Facebook has published a study which Internet Psychologist Graham Jones believes was potentially unethical.

The research involved deliberately altering the emotional content of the timelines of almost 700,000 users of Facebook without their knowledge that this was being done. The research is published in the Proceedings of the National Academy of Sciences.

The participants in the study did not know that their timelines were being manipulated to alter its emotional content value.

According to Graham Jones this is borderline unethical. He said: “All research should get the informed consent of participants in advance of the study being undertaken. Whilst there are some exceptions to this, such as the results being significantly altered if people knew about the study in advance, it is considered good ethical practice to find ways around such limitations and allow participants to know about the research before being asked to take part.”
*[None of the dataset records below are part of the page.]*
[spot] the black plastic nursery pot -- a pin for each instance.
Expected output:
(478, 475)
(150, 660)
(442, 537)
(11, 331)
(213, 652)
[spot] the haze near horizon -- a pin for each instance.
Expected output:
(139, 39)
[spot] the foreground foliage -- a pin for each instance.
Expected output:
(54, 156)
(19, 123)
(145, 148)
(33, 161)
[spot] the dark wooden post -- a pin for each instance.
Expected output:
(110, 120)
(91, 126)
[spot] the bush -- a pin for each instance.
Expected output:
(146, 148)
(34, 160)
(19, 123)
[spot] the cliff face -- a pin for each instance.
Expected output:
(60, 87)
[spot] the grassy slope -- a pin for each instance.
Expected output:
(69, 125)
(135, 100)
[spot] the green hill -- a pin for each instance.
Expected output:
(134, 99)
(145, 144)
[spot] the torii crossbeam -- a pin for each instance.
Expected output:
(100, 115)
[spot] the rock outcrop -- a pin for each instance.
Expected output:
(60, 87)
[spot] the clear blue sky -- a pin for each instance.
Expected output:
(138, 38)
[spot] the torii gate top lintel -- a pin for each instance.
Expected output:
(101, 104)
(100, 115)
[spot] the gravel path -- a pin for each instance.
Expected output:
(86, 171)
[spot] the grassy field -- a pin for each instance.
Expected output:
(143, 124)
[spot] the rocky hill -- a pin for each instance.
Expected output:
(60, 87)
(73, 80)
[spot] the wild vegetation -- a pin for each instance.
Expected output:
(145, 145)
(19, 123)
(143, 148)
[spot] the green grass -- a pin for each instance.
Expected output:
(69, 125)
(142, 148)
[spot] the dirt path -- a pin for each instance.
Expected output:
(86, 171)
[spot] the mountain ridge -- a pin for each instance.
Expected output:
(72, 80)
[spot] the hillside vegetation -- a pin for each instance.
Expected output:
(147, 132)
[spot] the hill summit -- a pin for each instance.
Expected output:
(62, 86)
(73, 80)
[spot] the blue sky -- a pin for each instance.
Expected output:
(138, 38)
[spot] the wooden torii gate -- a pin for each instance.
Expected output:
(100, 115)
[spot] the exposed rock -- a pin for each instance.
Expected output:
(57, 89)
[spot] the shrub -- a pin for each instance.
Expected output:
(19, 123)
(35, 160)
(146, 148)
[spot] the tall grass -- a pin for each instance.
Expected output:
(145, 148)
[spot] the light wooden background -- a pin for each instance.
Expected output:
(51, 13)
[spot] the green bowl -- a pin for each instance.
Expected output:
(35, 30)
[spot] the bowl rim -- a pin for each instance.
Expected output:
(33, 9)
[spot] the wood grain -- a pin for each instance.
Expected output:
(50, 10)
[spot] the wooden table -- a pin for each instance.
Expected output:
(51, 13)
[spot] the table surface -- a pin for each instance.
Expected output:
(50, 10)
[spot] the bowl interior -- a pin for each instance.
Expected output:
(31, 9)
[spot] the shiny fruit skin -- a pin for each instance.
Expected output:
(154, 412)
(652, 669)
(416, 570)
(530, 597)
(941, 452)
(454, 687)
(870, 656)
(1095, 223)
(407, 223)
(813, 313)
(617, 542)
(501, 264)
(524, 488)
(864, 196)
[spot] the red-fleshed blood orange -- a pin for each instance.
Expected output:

He added: “Even if you cannot inform people in advance, you should let them know once the study is completed so that they can decide whether data about them is included in the analysis. Some people may want such data destroyed and not used and they should be given this opportunity if you have not been able to get their prior informed consent to take part.”

Graham Jones also said: “The researchers appear to have treated this as data about words, rather than taking into account the psychological impact of what they were doing. The manipulation of timelines to provide either a more positive or more negative emotional experience for the users could well have had an impact upon them.”

There is some evidence of a link between social media use and low mood in some studies, said Graham Jones, which means that anyone manipulating social media timeliness needs to be especially careful.

“I do not think enough care and attention to the participants in this study was given,” said Graham Jones.